I don't know if you're in Boston, or near Boston. If you're not in Boston proper, there may be volunteer fire/ambulance corp that would help with training.
posted by Marky at 8:34 PM on June 10, 2009

I don't know if Boston has a similar system to NJ at all, but if cost is a significant factor you may consider this: In NJ, if you're a member of a volunteer service you can get go to school for free. Also, there are intensive programs out there if you need a faster certification.
It would also be useful to you to know whether you'll need National Registry certification or Mass only - I initially had Nat. Reg. and wanted to work in NYC.... well, I had to recertify (24hr CEU's ) in NJ to get NJ State certification which would then allow me to apply for reciprocity in NYC... 8 miles away from my house.
posted by blaneyphoto at 8:43 PM on June 10, 2009

Your first step is to sign up for a training course, which will take about 100 hours and should cost you around $600-900.

Have things changed that drastically? When I got my EMT-B about a decade ago I paid $100 and bought a book. Took the training through a neighboring small town Fire Department.

If you're in Boston and want to work in Boston, forget about working for Boston (for now). That's an extremely sought after position, it's not uncommon for Paramedics to take the gig starting as EMT-B's just to get a foot in the door. But that's OK, you want to get some experience anyway. The best course of action is to find an affordable EMT-B course and then apply with a private service, preferably one that has some emergency contracts. Off the top of my head the larger Boston services are Fallon, Armstrong and Action.

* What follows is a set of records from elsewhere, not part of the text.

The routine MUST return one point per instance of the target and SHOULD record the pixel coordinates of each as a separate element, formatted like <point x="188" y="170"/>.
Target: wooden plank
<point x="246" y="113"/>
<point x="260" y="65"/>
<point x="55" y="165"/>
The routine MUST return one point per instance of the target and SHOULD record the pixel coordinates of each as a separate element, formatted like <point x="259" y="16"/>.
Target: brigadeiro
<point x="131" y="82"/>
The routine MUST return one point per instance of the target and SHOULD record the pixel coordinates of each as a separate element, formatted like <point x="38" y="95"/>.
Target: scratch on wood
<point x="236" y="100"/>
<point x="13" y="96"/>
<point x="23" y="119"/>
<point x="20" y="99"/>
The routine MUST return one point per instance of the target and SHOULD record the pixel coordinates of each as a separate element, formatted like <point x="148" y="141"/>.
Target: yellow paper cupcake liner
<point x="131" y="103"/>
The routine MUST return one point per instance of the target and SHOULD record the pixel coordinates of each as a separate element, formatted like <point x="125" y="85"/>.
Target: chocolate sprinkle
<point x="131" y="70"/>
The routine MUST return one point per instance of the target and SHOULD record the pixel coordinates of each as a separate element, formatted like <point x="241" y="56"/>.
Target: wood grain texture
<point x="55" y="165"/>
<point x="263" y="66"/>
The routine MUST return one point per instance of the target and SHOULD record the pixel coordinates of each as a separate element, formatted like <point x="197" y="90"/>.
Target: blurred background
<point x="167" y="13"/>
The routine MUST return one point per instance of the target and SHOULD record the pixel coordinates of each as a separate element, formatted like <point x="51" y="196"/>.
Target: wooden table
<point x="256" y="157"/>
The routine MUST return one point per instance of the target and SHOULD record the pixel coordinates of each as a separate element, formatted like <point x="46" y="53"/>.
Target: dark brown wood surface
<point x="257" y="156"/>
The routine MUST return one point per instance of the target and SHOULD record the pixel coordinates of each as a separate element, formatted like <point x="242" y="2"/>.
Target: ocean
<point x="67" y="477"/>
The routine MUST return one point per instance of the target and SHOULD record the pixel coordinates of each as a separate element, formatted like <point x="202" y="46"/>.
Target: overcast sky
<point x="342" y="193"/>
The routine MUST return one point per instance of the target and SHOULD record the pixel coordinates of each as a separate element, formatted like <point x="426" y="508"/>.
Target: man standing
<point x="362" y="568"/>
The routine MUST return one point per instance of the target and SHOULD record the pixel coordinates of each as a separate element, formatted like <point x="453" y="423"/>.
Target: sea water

It may be worth contacting those services BEFORE you take a course, when I was working in EMS for AMR they offered free EMT-B classes if you were willing to sign a short contract. I don't see any of the Boston services offering a similar deal online, but it can't hurt to ask. You're also likely to have instructors working as EMTs or Paramedics at those services who could help you find a course.
posted by paxton at 4:08 PM on June 11, 2009

Find out who is teaching at Bunker Hill Community College...if it's still Carl Weinstein SIGN UP. He's cranky, grumpy, sarcastic, and helped write the first laws that created the EMT program. You WILL learn from him and the people he's able to attract as guest lecturers will amaze you (We had the head of the ED at City come teach for us a couple times) I don't know if Bobby Silva is still teaching there he's good people too.

Either way, the program at Bunkie was solid, when I was there both Carl and the other instructor were working medics and not just classroom wonks.